Traçabilité : l’obstination de Bruno Le Roux va-t-elle lui offrir le ministère de la Santé ?
Le JDD note que le député de Seine-Saint-Denis « s’est beaucoup impliqué lors du débat sur le projet de loi santé de Marisol Touraine. Il a notamment sonné le rassemblement de ses collègues pour faire voter, in extremis, l’adoption du paquet neutre. »
Ce que cet écho ne mentionne pas, en revanche, c’est qu’il existe des doutes sur les raisons de cette implication à la limite de l’obsession de Bruno Le Roux dans le vote de la loi santé, notamment sur les questions du paquet neutre et de la traçabilité, comme nous vous en avions fait part en novembre, à la suite des révélations du blogueur influent H16 qui pointait un possible conflit d’intérêts.
Le président du groupe socialiste à l’Assemblée nationale, Bruno Le Roux, entend en effet imposer le contrôle de la traçabilité des cigarettes par une entreprise indépendante. Or, le marché de la traçabilité est presque intégralement dominé par une société suisse, SICPA.
Ce contrôle de la traçabilité par un opérateur indépendant n’est pourtant pas obligatoire. Le modèle retenu par le gouvernement est en effet celui d’une mise en place par les cigarettiers eux-mêmes, avec le contrôle des données issues du suivi par un cabinet indépendant.

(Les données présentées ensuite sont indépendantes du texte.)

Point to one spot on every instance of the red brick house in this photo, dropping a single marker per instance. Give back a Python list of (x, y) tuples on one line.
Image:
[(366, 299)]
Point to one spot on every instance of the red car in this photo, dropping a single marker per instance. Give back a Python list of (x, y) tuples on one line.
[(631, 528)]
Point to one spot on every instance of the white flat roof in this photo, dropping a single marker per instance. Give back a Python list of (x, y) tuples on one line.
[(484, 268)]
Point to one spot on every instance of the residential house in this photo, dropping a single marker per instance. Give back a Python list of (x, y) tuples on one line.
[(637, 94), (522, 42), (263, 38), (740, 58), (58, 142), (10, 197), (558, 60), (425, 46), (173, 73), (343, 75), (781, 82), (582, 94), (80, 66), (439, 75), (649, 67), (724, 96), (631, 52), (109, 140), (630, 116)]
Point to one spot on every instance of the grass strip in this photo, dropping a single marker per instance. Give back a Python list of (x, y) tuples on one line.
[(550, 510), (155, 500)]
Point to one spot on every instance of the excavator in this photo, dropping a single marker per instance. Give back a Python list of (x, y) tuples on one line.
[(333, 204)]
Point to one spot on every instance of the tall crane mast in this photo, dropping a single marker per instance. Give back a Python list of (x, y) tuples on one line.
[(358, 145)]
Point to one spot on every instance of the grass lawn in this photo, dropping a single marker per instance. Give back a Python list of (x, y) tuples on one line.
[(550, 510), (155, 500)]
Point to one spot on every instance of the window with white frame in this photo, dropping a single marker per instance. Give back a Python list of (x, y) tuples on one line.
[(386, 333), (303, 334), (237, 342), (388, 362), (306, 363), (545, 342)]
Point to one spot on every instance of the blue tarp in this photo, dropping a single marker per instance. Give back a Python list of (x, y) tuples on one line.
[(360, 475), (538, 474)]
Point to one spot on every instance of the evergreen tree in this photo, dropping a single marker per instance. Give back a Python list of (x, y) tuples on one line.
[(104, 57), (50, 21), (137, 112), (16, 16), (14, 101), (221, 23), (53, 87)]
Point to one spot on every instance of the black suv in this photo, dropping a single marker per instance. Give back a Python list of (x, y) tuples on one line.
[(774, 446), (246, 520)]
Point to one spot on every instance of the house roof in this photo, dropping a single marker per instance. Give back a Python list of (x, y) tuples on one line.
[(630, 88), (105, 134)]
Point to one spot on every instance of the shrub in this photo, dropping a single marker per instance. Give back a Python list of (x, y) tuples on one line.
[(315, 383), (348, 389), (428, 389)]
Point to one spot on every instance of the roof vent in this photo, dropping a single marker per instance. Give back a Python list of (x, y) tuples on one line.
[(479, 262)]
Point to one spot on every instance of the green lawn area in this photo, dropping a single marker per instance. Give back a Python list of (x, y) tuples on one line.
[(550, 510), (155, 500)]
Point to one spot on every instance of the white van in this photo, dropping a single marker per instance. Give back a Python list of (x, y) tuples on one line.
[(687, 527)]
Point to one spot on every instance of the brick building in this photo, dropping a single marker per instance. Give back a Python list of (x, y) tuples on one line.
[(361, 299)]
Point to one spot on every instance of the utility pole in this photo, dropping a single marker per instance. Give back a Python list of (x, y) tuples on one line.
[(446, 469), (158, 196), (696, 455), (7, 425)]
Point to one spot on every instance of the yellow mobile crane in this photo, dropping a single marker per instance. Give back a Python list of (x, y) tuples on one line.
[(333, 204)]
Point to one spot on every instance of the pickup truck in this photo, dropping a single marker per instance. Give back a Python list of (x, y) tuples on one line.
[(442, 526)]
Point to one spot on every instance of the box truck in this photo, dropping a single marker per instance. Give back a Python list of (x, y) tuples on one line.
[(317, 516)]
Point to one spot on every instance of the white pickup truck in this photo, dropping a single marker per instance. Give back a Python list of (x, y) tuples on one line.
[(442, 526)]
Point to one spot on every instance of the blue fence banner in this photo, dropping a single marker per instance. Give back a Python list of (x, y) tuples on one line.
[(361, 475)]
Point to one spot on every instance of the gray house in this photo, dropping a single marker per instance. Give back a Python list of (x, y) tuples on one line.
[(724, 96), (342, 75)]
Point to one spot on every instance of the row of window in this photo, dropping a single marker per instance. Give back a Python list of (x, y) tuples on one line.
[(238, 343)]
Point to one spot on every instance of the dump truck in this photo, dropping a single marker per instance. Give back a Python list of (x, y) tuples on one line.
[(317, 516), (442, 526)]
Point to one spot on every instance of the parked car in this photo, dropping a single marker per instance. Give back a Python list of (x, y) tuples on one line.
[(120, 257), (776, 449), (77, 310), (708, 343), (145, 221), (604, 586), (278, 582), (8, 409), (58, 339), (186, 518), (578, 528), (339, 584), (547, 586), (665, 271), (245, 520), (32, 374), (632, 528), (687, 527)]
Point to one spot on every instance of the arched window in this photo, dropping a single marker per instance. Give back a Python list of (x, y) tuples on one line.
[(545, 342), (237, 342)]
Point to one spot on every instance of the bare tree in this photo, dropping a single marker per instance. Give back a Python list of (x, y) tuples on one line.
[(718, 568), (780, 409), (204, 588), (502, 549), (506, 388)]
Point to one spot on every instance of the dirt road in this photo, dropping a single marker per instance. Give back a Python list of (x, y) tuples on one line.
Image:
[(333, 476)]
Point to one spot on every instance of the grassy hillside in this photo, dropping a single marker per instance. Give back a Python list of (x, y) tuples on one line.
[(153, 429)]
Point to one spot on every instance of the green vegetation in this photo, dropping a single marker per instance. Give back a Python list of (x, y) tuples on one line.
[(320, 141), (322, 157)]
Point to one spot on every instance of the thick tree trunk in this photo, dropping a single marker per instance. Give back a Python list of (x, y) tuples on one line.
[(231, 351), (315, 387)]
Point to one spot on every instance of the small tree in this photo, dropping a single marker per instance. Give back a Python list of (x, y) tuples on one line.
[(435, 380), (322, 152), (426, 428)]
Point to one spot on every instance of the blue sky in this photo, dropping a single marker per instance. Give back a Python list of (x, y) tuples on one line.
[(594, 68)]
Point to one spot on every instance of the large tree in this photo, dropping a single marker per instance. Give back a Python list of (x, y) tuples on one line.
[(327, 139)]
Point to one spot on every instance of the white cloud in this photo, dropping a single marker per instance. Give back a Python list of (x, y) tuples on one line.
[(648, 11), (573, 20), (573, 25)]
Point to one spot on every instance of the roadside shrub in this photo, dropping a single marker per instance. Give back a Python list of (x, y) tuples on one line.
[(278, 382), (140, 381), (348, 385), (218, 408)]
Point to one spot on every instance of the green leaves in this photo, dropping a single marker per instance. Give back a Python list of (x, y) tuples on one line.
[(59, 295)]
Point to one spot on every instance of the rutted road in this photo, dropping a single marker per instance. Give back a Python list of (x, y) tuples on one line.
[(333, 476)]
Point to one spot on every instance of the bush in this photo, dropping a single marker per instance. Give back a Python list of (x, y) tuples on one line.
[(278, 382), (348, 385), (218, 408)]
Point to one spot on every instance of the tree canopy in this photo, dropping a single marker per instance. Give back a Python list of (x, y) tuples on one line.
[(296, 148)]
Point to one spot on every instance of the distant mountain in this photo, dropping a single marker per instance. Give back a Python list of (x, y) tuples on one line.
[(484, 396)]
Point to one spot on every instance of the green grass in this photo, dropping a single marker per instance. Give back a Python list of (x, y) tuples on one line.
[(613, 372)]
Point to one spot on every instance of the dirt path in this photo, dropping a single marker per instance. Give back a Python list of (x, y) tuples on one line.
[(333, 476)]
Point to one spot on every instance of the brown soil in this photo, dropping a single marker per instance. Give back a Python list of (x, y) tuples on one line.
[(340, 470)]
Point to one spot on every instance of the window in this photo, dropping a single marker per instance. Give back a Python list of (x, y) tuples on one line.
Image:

Une différence de taille, donc, puisque dans le premier cas, le cabinet indépendant profiterait ainsi d’un marché public beaucoup plus important.
Les députés favorables au contrôle intégral par un cabinet indépendant arguent de la nécessité de respecter le protocole de l’OMS sur la traçabilité du tabac, mais celui-ci ne mentionne que la nécessité du contrôle en aval des données de traçabilité, et non la gestion de l’ensemble du suivi.
Une directive européenne est d’ailleurs claire à ce sujet : elle prévoit que la traçabilité peut être réalisée en amont par les cigarettiers eux-mêmes, avant le contrôle des données en aval. C’est cette position qu’a suivie le gouvernement lui-même.
Du coup, l’insistance de Bruno Le Roux sur ce sujet pose question. Il est en effet rare qu’un président de groupe majoritaire à l’Assemblée s’oppose ainsi au gouvernement qu’il soutient.
Le Roux aurait-il intérêt à ce que SICPA contrôle l’ensemble de la traçabilité ?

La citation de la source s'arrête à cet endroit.